Adoption is not an easy process, nor is it convenient, in our case the child in question is said to have a medical situation (which is being managed – I believe she just needs a loving/tough home and a personal relationship with Christ – which she is now getting). We have discussed the whole thing with our boys, our teenager readily accepted and our tween is warming up to her, her relationship with me is also interesting as she’s never had a dad stay in a home she’s lived. Her coming into our home has changed things as well, now we are thinking of moving so we can have an extra room for guests, our monthly budget for food has changed (I think that is more the boys growing), Ola and I have had to cancel one of our quarterly get away because we could not leave her with a family member that is not licensed as a foster parent. Dealing with one extra person with homework is not easy either, especially since she didn’t want to initially (now she does).

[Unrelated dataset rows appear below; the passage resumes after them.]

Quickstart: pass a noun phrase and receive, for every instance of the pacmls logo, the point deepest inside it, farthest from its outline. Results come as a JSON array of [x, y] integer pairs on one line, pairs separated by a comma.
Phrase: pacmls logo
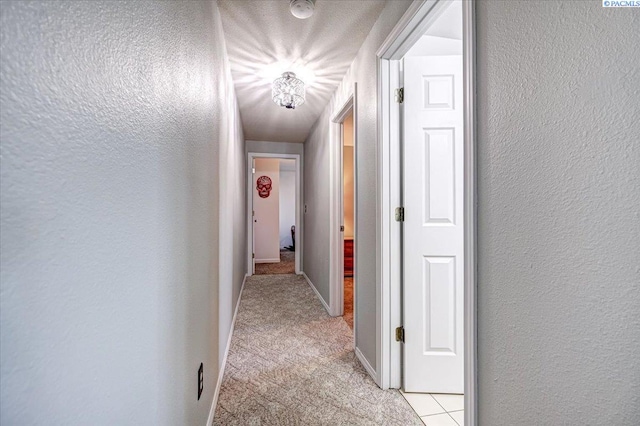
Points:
[[620, 3]]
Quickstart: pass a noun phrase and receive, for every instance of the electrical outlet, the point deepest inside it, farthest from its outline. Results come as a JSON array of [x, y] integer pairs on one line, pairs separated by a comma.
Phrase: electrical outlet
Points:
[[200, 380]]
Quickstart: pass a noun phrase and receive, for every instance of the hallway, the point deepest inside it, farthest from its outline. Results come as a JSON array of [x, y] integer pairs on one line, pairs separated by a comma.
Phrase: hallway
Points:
[[295, 364]]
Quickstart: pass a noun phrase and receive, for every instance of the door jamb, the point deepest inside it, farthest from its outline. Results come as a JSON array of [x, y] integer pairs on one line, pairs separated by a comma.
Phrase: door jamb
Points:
[[408, 30], [336, 219], [298, 190]]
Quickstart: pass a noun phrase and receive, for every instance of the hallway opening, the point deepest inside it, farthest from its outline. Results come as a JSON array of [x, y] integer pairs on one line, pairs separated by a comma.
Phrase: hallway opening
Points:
[[348, 207], [274, 203], [273, 228]]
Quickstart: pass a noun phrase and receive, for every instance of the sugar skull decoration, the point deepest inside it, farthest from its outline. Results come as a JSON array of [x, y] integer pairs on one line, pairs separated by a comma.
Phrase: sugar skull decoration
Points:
[[264, 186]]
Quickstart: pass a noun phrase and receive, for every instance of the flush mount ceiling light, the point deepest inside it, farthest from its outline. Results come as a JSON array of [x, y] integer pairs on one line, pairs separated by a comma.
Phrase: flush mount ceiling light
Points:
[[288, 91], [301, 9]]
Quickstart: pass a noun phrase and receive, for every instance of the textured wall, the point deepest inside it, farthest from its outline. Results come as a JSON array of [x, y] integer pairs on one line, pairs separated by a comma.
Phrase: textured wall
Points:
[[558, 215], [363, 70], [113, 118]]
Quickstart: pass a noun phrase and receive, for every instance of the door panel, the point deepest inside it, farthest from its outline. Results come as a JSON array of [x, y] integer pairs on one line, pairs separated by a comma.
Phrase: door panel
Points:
[[433, 228]]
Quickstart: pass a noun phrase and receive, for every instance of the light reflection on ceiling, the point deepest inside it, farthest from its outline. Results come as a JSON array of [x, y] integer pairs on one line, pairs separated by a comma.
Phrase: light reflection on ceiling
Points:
[[264, 40]]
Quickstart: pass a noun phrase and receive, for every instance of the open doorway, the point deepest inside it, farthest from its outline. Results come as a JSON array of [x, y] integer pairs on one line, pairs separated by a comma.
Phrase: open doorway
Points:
[[343, 219], [428, 155], [348, 216], [274, 213]]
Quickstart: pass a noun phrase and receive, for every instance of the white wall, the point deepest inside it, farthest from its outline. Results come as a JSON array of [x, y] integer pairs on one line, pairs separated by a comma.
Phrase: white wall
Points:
[[118, 127], [287, 201], [316, 264], [558, 214], [267, 212]]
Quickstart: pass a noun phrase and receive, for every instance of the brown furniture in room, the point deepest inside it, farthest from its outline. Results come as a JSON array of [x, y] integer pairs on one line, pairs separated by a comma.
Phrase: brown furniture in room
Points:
[[348, 258]]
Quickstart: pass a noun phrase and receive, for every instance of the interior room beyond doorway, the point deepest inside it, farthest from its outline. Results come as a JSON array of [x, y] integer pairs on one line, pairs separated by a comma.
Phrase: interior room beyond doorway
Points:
[[274, 200]]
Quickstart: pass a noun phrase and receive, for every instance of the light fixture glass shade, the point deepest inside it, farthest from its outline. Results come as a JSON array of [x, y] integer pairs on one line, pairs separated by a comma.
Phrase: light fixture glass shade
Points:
[[288, 91]]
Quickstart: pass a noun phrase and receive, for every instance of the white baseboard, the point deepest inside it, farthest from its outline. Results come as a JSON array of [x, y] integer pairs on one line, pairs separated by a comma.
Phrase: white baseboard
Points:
[[216, 393], [272, 260], [366, 365], [317, 293]]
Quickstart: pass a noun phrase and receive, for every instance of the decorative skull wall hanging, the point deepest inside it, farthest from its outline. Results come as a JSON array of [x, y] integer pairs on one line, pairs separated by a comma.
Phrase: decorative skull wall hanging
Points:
[[264, 186]]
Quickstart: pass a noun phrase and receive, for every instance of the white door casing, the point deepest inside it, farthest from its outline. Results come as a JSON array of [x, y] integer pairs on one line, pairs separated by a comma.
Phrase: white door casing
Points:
[[433, 230]]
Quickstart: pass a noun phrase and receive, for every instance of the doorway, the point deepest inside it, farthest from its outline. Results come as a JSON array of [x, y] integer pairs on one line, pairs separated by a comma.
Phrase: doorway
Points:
[[427, 152], [348, 215], [273, 200], [343, 218]]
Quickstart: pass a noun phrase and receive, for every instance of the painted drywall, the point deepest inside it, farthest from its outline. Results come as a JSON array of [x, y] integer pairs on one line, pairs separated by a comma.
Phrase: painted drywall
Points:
[[266, 147], [558, 213], [287, 201], [363, 70], [267, 212], [118, 125]]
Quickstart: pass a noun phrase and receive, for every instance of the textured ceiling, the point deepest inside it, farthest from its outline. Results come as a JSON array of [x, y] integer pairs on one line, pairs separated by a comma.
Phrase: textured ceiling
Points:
[[264, 40]]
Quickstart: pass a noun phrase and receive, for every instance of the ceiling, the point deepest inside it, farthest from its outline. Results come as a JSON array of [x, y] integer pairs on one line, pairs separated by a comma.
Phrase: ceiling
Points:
[[264, 40]]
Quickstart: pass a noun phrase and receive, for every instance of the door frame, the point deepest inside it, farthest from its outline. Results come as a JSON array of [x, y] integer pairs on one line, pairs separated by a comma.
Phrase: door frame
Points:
[[336, 215], [404, 35], [251, 156]]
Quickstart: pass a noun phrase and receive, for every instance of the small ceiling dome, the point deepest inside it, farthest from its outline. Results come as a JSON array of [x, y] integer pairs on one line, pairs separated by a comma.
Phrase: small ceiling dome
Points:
[[301, 9]]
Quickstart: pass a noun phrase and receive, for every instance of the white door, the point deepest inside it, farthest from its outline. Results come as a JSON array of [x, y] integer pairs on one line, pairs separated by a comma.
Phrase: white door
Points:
[[433, 226]]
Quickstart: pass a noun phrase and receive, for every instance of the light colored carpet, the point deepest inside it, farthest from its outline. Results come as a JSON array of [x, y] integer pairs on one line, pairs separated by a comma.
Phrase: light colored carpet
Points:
[[292, 364], [287, 265]]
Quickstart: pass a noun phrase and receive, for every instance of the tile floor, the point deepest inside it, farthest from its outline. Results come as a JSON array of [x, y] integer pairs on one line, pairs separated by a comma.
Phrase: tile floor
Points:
[[437, 409]]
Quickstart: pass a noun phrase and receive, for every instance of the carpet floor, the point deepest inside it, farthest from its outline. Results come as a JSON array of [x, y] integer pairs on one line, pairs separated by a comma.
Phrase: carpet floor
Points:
[[287, 265], [290, 363]]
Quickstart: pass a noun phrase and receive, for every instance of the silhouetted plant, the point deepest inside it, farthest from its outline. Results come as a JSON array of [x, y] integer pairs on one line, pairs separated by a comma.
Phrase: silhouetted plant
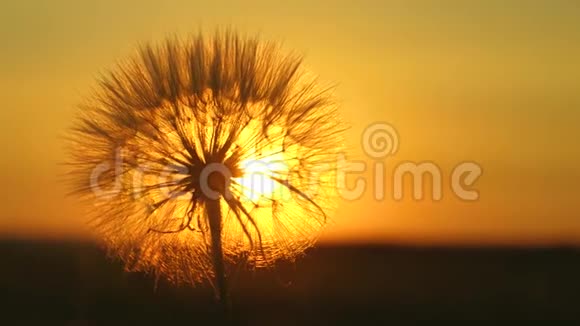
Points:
[[203, 151]]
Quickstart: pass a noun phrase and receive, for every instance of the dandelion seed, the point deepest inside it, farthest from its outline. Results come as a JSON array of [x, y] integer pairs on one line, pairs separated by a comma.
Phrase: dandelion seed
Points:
[[200, 151]]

However, all of the above pale in comparison to knowing that we are in the will of God. In one of my prayer time God made it clear to me that, we (Ola, the boys and myself) are privilege to be part of His plan for this young lady, and He chose us because of a prayer we (Ola and I) often pray, “Lord, if you want to use anyone in our city, consider us” please don’t say this prayer, if you don’t mean it, because He’ll call you to do unpleasant things or things against popular norms.

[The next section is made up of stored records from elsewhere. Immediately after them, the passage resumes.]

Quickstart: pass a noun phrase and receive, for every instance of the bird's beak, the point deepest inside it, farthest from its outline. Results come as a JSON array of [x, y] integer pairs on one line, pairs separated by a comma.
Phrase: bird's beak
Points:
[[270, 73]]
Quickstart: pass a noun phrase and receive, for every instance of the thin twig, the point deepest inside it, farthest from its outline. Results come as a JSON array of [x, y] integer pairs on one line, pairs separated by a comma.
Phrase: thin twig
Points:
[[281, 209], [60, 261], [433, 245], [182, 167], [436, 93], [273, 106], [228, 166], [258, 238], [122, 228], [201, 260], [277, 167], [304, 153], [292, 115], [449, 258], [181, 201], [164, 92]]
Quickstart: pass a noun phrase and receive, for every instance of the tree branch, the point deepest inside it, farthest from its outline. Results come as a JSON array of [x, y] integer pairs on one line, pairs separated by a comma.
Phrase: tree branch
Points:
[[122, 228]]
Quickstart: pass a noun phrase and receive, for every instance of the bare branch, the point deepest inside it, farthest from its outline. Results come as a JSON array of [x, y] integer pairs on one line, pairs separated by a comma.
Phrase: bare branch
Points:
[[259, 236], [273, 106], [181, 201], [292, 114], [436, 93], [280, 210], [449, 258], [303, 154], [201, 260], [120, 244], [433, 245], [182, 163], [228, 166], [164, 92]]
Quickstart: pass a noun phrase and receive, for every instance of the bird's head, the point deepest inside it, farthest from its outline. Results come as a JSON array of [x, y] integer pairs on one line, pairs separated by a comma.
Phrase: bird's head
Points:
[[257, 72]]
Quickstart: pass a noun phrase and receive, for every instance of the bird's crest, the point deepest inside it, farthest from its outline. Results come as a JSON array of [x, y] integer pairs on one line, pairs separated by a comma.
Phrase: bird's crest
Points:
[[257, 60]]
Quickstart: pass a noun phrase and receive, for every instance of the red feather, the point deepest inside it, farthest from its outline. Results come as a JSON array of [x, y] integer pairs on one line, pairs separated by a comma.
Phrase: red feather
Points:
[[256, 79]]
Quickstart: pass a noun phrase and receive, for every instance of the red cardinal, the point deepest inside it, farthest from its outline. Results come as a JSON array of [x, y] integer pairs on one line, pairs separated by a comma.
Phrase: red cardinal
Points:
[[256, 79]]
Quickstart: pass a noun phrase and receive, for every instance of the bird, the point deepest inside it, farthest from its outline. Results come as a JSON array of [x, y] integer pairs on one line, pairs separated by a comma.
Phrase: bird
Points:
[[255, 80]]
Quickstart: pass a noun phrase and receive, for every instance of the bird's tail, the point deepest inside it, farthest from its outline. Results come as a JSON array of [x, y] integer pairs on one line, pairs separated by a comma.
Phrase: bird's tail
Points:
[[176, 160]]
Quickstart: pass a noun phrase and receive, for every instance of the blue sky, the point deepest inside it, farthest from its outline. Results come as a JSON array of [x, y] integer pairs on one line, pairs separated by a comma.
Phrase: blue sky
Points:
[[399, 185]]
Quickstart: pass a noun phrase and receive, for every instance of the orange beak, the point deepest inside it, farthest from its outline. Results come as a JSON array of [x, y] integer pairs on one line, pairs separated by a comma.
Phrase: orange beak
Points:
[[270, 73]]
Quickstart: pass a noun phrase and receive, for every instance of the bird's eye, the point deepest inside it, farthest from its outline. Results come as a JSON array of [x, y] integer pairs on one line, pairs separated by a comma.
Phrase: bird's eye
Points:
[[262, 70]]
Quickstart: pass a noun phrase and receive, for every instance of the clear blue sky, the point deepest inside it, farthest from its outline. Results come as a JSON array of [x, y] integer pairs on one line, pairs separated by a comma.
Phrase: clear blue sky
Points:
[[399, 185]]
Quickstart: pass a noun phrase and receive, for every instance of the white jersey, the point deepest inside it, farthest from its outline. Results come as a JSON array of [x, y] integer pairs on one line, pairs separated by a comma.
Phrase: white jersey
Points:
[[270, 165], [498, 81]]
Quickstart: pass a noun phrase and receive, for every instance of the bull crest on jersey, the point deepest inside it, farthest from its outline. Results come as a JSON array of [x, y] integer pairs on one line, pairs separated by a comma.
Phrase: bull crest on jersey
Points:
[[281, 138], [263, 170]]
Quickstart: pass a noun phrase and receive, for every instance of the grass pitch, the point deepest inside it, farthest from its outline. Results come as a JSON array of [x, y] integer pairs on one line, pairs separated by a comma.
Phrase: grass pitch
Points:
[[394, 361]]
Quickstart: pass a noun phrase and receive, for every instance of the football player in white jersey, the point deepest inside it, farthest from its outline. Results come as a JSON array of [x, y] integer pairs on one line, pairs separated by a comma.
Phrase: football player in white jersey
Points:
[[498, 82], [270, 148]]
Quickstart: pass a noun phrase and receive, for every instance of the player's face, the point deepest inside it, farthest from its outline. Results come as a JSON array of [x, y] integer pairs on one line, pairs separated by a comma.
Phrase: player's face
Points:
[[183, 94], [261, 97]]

I’m appealing to middle-class African-Americans and African Immigrant couples to step out of their comfort zones, first by getting involved in the whole process, from volunteering on foster review boards (especially retired teachers/nurses etc) to bringing a little girl or a little boy into your home, and giving a child a promising future that he/she might not otherwise have. I believe without a doubt that when we get to heaven, we’ll hear God say, “I was homeless, you took me in and I was naked, you clothed me”. The God that has called you will give you all the resources needed to accomplish the task.

I solicit your prayers as we go through the process of adoption and as my family adjusts both short-term and long-term. Please pray for everyone involved in the process as well, the Judge, her school teacher and administrator, medical experts and the various agencies including the state. Also, keep her past legal guardian in your prayers as well, there must be the feeling of lost after 4-5 years of taking care of somebody.